Purpose: Somatic mutations in the tyrosine kinase domain of human epidermal growth factor receptor 2 (HER2) may be an alternative mechanism to HER2 activation and can affect the sensitivity toward HER2-targeted therapies. We aimed to investigate the prevalence, clinicopathologic characteristics, and functional relevance of novel HER2 mutations in breast cancer.
Experimental design: We performed Sanger sequencing of all exons of the HER2 gene in 1,248 primary tumors and 18 paired metastatic samples. Novel HER2 mutations were functionally characterized.
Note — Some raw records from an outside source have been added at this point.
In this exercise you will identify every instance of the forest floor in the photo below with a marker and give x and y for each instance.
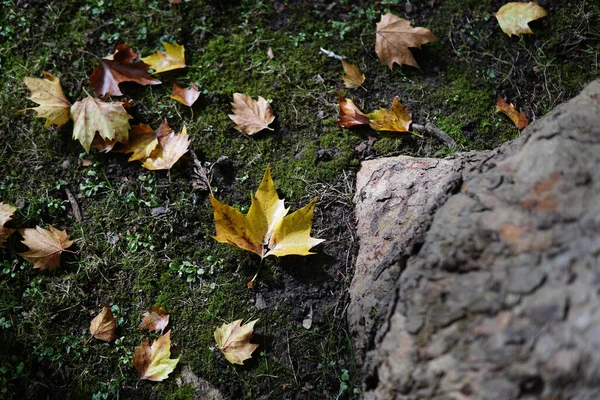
(145, 236)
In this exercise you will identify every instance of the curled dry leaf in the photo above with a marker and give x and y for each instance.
(119, 67)
(266, 230)
(104, 326)
(394, 37)
(352, 76)
(172, 58)
(518, 118)
(396, 119)
(155, 319)
(185, 96)
(233, 340)
(171, 148)
(514, 18)
(48, 93)
(251, 116)
(6, 212)
(350, 115)
(45, 246)
(154, 363)
(91, 115)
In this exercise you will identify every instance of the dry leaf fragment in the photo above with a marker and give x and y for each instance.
(48, 93)
(251, 116)
(394, 37)
(233, 340)
(185, 96)
(6, 212)
(396, 119)
(352, 78)
(350, 115)
(91, 115)
(518, 118)
(514, 18)
(45, 246)
(154, 363)
(104, 326)
(155, 319)
(119, 67)
(171, 148)
(172, 58)
(266, 230)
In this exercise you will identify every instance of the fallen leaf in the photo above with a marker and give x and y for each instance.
(266, 230)
(396, 119)
(350, 115)
(6, 212)
(45, 246)
(154, 363)
(104, 326)
(172, 58)
(92, 115)
(171, 148)
(119, 67)
(251, 116)
(394, 37)
(185, 96)
(515, 17)
(48, 93)
(352, 78)
(518, 118)
(155, 319)
(234, 341)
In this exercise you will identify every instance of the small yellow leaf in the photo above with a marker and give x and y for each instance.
(352, 78)
(514, 18)
(104, 326)
(48, 93)
(233, 340)
(396, 119)
(45, 246)
(172, 58)
(154, 363)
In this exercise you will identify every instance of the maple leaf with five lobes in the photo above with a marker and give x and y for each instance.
(91, 115)
(45, 246)
(172, 58)
(48, 93)
(6, 212)
(514, 18)
(233, 340)
(266, 230)
(154, 363)
(394, 37)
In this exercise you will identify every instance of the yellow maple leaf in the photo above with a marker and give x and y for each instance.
(514, 18)
(48, 93)
(171, 148)
(45, 246)
(233, 340)
(266, 230)
(154, 363)
(172, 58)
(91, 115)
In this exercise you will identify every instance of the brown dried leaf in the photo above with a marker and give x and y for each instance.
(119, 67)
(251, 116)
(155, 319)
(394, 37)
(104, 326)
(518, 118)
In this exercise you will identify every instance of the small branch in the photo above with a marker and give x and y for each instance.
(437, 132)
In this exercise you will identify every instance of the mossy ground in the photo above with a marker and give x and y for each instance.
(132, 258)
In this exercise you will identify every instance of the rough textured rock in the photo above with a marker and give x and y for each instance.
(478, 277)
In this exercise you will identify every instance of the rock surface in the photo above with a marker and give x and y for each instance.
(478, 276)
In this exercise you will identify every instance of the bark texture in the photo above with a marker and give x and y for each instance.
(478, 277)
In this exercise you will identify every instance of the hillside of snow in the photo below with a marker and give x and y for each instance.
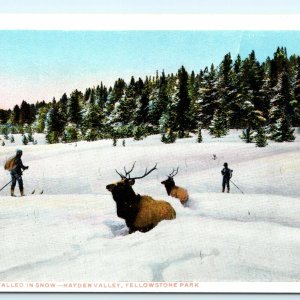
(71, 232)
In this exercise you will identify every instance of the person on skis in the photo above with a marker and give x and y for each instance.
(16, 173)
(227, 174)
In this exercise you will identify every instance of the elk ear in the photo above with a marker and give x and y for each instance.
(131, 181)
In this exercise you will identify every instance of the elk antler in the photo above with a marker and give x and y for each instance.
(128, 173)
(171, 174)
(146, 172)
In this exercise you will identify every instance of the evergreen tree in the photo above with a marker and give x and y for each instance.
(199, 136)
(296, 99)
(74, 107)
(24, 140)
(92, 122)
(183, 104)
(219, 124)
(261, 137)
(54, 125)
(126, 110)
(208, 96)
(281, 111)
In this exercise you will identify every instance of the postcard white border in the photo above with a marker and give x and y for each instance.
(149, 22)
(113, 22)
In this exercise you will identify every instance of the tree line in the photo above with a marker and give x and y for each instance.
(262, 98)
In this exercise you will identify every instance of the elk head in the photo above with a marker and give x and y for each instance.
(169, 182)
(124, 186)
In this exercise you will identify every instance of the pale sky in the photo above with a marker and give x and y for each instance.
(40, 65)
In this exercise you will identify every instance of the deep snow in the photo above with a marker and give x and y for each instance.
(72, 233)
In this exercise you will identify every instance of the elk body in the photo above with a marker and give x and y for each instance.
(174, 190)
(140, 213)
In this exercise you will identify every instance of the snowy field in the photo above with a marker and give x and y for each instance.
(71, 232)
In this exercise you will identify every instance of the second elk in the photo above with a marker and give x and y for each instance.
(174, 190)
(141, 213)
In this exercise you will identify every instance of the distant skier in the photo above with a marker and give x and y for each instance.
(16, 172)
(227, 174)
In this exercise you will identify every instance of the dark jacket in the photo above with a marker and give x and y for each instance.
(19, 167)
(227, 173)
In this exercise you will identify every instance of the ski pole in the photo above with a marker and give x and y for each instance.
(237, 187)
(5, 185)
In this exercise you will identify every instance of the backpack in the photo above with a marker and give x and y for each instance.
(10, 163)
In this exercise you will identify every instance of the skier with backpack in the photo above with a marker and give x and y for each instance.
(227, 174)
(16, 167)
Results: The total HER2 somatic mutation rate was 2.24% (28/1,248). Of the seven novel HER2 mutations, L768S and V773L were only detected in HER2-negative tumors, whereas K753E was found in HER2-positive disease. L768S and V773L mutations exhibited a significant increase in tyrosine kinase-specific activity and strongly increased the phosphorylation of signaling proteins in various cell lines. Xenograft experiments showed that NIH3T3 cells bearing the L768S and V773L mutations displayed more rapid growth. MCF10A, BT474, and MDA-MB-231 cells bearing the K753E mutation were resistant to lapatinib, but could be inhibited by neratinib. Finally, comparison of HER2 mutations in 18 pairs of primary and metastatic lesions revealed that the drug-resistant HER2 mutations (K753E and L755S) were enriched in metastatic lesions.
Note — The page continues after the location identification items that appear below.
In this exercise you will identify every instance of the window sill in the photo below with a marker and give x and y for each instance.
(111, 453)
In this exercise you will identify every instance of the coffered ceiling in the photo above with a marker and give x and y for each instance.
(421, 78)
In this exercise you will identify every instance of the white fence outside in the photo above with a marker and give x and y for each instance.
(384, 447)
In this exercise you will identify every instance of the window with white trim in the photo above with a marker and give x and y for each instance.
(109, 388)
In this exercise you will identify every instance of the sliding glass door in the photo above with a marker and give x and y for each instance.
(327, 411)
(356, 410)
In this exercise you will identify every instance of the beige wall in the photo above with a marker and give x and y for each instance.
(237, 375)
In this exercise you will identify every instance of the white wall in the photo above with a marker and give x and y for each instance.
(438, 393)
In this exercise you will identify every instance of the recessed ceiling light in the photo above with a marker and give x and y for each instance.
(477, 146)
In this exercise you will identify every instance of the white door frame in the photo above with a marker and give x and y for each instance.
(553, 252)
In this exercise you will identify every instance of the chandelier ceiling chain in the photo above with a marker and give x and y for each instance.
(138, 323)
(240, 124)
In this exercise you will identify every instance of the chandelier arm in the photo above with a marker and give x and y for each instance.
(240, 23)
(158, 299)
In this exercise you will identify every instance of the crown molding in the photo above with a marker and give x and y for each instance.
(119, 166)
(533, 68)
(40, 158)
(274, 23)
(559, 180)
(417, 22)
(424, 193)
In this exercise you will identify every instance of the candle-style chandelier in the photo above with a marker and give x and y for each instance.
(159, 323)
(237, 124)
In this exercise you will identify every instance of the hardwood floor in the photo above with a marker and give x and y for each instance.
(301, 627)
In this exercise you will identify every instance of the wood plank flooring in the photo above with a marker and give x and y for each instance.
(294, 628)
Conclusions: HER2-negative breast cancer with activating mutations can benefit from HER2-targeted therapies. Meanwhile, mutations in the HER2 kinase domain might be a key mechanism of resistance to HER2-targeted therapy, and irreversible tyrosine kinase inhibitors such as neratinib may offer alternative treatment options. Clin Cancer Res; 22(19); 4859-69. ©2016 AACR.
©2016 American Association for Cancer Research.